Permitir un consentimiento sustitutivo amplio expone especialmente a personas con discapacidad, adultos mayores y niños. Por tanto, esto abre riesgos incompatibles con la protección reforzada que estos grupos requieren, especialmente en casos de conflictos de intereses.
Ecuador carece de sistema de salud fortalecido
Dignidad y derecho insiste en que Ecuador no cuenta aún con una red sólida de cuidados paliativos ni con atención integral del dolor. «La prioridad debe ser mejorar la atención de salud y el acompañamiento al paciente. Hablar de eutanasia sin fortalecer estos servicios deja a las familias y pacientes sin opciones reales», enfatizó Valle.
La experiencia internacional muestra que la eutanasia requiere regulaciones estrictas y controles permanentes. En Países Bajos se registraron 9.958 casos en 2024, cerca del 5,8% del total de muertes. Mientras tanto, en Canadá se reportaron 16.499 muertes por esta causa, alrededor del 5,1% del total nacional.
Alternativas legislativas más técnicas en debate
Durante el análisis legislativo, especialistas en derecho constitucional y bioética expusieron observaciones técnicas sobre el alcance real de la sentencia. El Dr. Federico Menéndez precisó que la Corte no reconoció la eutanasia como un derecho autónomo.

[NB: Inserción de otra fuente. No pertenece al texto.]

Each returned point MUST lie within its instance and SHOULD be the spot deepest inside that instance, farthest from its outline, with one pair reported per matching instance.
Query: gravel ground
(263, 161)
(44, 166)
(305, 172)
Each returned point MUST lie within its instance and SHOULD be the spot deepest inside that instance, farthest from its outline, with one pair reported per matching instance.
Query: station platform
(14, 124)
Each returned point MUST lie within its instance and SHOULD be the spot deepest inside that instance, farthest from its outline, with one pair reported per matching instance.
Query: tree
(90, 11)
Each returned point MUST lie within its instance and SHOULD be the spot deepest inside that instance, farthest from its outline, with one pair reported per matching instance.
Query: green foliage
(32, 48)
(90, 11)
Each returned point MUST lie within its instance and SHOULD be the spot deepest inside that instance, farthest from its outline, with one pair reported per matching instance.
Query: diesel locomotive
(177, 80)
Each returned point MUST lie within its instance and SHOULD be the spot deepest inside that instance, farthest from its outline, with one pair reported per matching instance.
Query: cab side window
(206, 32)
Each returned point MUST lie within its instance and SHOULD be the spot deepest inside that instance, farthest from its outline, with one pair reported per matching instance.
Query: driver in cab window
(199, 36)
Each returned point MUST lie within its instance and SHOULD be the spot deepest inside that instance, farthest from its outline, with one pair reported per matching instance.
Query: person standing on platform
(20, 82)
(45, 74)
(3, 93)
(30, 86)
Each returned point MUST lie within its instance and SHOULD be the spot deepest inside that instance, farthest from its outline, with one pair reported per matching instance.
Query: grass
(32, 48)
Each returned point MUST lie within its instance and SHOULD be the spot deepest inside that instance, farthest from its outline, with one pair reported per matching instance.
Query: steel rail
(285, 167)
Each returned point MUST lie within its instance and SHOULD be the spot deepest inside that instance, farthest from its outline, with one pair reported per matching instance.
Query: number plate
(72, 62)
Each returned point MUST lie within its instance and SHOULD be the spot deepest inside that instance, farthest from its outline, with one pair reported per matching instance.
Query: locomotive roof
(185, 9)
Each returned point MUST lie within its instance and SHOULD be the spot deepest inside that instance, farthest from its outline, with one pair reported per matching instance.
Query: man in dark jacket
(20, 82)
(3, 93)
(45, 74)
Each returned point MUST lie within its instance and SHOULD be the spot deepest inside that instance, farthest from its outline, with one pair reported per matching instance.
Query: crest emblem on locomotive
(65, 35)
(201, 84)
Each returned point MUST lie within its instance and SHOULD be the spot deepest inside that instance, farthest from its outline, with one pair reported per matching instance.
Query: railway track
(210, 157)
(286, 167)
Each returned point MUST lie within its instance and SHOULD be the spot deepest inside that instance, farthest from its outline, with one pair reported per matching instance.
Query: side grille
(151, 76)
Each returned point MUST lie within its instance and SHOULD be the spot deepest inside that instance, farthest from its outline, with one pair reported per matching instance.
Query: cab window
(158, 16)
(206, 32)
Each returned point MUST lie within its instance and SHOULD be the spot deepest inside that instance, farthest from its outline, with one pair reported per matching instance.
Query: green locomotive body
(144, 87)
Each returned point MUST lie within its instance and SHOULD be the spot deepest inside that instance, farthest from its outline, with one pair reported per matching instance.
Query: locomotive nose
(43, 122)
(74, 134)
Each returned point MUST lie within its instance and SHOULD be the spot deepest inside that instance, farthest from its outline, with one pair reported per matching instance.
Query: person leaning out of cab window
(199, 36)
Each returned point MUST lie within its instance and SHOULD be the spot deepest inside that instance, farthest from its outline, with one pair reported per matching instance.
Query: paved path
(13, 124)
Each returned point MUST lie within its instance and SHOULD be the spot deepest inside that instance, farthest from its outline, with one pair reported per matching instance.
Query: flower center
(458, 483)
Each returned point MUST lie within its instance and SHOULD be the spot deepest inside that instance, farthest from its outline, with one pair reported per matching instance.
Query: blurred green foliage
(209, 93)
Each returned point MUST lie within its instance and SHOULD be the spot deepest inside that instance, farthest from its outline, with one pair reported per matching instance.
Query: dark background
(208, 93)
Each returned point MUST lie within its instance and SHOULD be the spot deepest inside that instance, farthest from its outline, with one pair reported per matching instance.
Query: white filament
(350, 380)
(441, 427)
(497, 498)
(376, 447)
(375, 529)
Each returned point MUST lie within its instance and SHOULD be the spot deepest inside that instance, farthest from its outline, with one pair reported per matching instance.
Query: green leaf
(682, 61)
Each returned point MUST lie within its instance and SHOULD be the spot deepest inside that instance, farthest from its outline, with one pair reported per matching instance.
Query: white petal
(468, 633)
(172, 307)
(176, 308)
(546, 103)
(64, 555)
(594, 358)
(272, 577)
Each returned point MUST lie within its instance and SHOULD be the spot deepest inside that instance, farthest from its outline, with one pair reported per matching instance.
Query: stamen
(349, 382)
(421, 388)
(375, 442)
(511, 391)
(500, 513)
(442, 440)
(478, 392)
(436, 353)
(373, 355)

Existen propuestas legislativas alternativas, como el proyecto de Ley de Voluntades Anticipadas presentado por el exasambleísta Camilo Salinas. Este cumple con los parámetros establecidos por la Corte Constitucional y fortalece la autonomía del paciente sin desnaturalizar el alcance de la sentencia.
El rol de Dignidad y derecho en el debate nacional
Dignidad y derecho ha sido uno de los actores más activos en promover un debate serio, técnico y humanitario. La organización apoyó la Ley de Cuidados Paliativos, organizó el Primer Congreso Regional de Eutanasia en 2023 y promueve un marco normativo responsable alineado con estándares internacionales.
«La discusión no es estar a favor o en contra, sino exigir leyes claras que no dejen zonas grises y protejan efectivamente a todos los involucrados», agregó el vocero de la organización.
Conclusión: necesidad de normas claras y técnicas
El debate sobre eutanasia en Ecuador exige rigurosidad técnica, respeto al marco constitucional y una mirada integral del sistema de salud. Una ley mal diseñada termina perjudicando a pacientes, familias y profesionales de la salud. Por ende, el país necesita normas claras, un sistema de salud fortalecido y respeto absoluto a todos los derechos fundamentales.